(Teleborsa) – L’euro scambia ai massimi in nove mesi sul dollaro, avendo guadagnato oltre il 12% rispetto ai minimi di settembre (su quota 0,96). Il cambio EUR/USD si colloca a quota 1,0797, avendo raggiunto anche i 1,0885 nel corso della seduta, ormai lontano dalla storica parità che era stata raggiunta in estate. La parità era stata bucata a luglio 2022 dopo circa 20 anni (dicembre 2002), dopo anni il cui la valuta dell’Eurozona era stabilmente più forte del biglietto verde (il picco è stato nel 2008, quando un euro valeva 1,6 dollari).
A incidere sull’ulteriore rafforzamento odierno sono i dati macroeconomici usciti negli Stati Uniti. I prezzi alla produzione statunitensi sono scesi più delle attese nel mese di dicembre 2022, mentre la produzione industriale è risultata inferiore alle previsioni nello stesso mese. Sempre a fine 2022, le vendite al dettaglio hanno mostrato il segno meno.
I dati economici statunitensi invitano gli operatori a speculare su una svolta accomodante della Federal Reserve, mentre i funzionari della Banca centrale europea (BCE) hanno continuato a insistere sulla necessità di aumenti significativi dei tassi di interesse.
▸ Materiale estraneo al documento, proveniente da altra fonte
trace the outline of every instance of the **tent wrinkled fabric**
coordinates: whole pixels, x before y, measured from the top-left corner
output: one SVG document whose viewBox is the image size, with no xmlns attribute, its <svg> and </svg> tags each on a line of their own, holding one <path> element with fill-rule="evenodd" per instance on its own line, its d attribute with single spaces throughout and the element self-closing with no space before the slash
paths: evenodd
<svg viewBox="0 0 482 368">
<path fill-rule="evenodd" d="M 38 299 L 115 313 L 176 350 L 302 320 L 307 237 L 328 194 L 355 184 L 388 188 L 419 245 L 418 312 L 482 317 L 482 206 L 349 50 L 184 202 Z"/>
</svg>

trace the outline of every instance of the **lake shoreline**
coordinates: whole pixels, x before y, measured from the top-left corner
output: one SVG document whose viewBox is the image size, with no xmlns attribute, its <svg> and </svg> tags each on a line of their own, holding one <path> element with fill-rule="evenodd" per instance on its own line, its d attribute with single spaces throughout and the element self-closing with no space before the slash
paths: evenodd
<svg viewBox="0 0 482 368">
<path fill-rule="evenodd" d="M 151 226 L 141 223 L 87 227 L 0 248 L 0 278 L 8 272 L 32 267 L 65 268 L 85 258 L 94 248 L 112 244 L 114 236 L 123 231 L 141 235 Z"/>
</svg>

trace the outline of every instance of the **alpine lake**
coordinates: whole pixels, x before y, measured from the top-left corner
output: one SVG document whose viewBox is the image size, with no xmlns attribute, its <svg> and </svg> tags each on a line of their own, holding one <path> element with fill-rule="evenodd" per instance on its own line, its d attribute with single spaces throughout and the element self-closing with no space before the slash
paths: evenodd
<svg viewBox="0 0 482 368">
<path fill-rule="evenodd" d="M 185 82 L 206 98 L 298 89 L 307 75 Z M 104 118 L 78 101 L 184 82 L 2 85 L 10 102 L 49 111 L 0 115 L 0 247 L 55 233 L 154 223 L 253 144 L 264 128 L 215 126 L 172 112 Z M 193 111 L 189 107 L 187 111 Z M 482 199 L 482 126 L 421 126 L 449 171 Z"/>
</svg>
Oggi il governatore della Banca di Francia Francois Villeroy de Galhau e il suo omologo finlandese Olli Rehn hanno sottolineato che la BCE deve ancora alzare i suoi tassi di interesse di riferimento per abbassare l’inflazione.
Villeroy ha detto a Bloomberg che mentre si aspetta che l’inflazione raggiunga il picco nella prima metà di quest’anno, la guidance del presidente Christine Lagarde per un aumento di 50 punti base a febbraio è “ancora valida”. Rehn ha dichiarato al quotidiano Helsingin Sanomat che “significativi aumenti dei tassi di interesse nelle riunioni di politica monetaria a breve termine sono giustificati al fine di mantenere sotto controllo le aspettative di inflazione”.
Gli analisti di fanno notare che “l’anno si preannuncia un po’ meglio di quanto la maggior parte (degli osservatori, ndr) avesse immaginato”. Secondo loro, ormai ci sono chiari segnali di rallentamento delle pressioni sui prezzi negli Stati Uniti, e sembra anche che l’economia statunitense stia andando verso una recessione. “Questo dà alla Fed la motivazione e i mezzi per rispondere con un ciclo di allentamento entro la fine dell’anno“, osservano.
Inoltre fanno notare che l’inverno sorprendentemente caldo in Europa ha fatto crollare i prezzi del gas naturale. “Lo shock negativo dei termini di scambio che era stato così ribassista per l’euro la scorsa estate si è ora completamente ribaltato”, suggeriscono, aggiungendo che “la svolta aggressiva della Banca centrale europea a dicembre ha anche alcune implicazioni critiche per l’euro”.